PolicyBrief
H.R. 9091
119th CongressJun 2nd 2026
Defense Industrial Base Advanced Manufacturing Enhancement Act
IN COMMITTEE

This Act mandates a plan and working group to rapidly implement advanced manufacturing solutions for critical military supplies identified as having low production readiness.

Chris Deluzio
D

Chris Deluzio

Representative

PA-17

LEGISLATION

New Defense Act Targets Supply Chain Gaps with 24-Month Advanced Manufacturing Fast-Track

The federal government is trying to fix a persistent headache in the military supply chain: the 'No Bid' problem. The Defense Industrial Base Advanced Manufacturing Enhancement Act focuses on those critical items—think specialized parts for aircraft or vehicles—that currently receive zero offers from contractors when the Pentagon tries to buy them. The bill gives the Under Secretary of Defense for Acquisition and Sustainment 180 days to hand over a master plan to a new working group and the Defense Logistics Agency. The goal is to stop relying on old-school procurement and start using advanced manufacturing, like 3D printing or automated assembly, to get these parts moving within a strict 24-month window.

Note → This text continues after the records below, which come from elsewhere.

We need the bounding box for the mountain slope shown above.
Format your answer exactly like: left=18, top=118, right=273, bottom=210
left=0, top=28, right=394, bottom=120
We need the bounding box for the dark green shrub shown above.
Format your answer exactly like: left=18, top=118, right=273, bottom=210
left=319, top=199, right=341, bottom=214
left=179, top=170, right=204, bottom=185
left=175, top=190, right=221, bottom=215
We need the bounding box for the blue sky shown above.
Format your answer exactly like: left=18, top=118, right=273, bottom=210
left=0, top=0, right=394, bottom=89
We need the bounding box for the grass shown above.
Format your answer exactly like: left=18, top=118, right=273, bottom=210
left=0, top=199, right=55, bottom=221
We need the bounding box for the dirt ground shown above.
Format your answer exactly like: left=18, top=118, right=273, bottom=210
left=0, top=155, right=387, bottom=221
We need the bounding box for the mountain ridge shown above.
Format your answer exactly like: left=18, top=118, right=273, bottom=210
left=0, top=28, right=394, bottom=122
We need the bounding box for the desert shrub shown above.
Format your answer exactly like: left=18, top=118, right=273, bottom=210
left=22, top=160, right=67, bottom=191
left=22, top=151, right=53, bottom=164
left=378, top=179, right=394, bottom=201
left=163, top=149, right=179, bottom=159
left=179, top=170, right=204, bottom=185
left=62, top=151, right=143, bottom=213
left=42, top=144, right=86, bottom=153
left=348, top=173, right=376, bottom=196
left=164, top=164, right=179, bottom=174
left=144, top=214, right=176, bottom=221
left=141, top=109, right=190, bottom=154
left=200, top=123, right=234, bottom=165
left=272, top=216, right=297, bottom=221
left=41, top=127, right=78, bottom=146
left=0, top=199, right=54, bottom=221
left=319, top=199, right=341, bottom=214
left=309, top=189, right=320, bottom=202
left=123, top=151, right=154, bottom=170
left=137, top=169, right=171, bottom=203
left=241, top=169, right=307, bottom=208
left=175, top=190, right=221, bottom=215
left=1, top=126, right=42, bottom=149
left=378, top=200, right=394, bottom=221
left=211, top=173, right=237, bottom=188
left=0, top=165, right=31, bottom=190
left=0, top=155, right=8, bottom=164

Breaking the No-Bid Bottleneck

If you’ve ever tried to find a replacement part for a ten-year-old appliance only to find out the manufacturer stopped making it, you understand the 'No Bid' list. In the defense world, this happens when the original blueprints are lost or the specialized factory that made a part 30 years ago has closed down. Section 2 of the bill requires the Defense Logistics Agency to flag these 'critical readiness items' on their solicitation lists within 60 days of getting the new plan. For a small machine shop owner or a tech startup, this is essentially a high-priority 'help wanted' sign. It signals exactly where the government is willing to invest in new manufacturing methods because the traditional way of buying parts has completely failed.

The Two-Year Countdown

The bill doesn’t just ask for a report; it sets a clock. Once the plan is in place, a dedicated working group has to find or create advanced manufacturing solutions that can actually start producing these missing parts within 24 months. For workers in the manufacturing sector, this could mean a shift toward more high-tech roles as the Department of Defense pushes for 'covered systems' (major hardware like tanks or ships) to be supported by modern tech. While the 24-month goal is ambitious—especially for complex hardware—it’s designed to force the bureaucracy to move at the speed of a private business rather than a government agency.

High Tech, High Stakes

While the bill aims to modernize how we build things, its success depends heavily on how 'critical readiness items' are defined. If the definition is too narrow, we might still see shortages of basic but essential components; if it’s too broad, the government might overspend on high-tech solutions for parts that could be made cheaper elsewhere. For the average taxpayer, this is a 'work smarter, not harder' approach to defense spending. Instead of waiting years for a traditional factory to spin up a production line for an obsolete part, the bill bets on advanced tech to fill the gaps quickly, potentially keeping older equipment in the field longer and more affordably.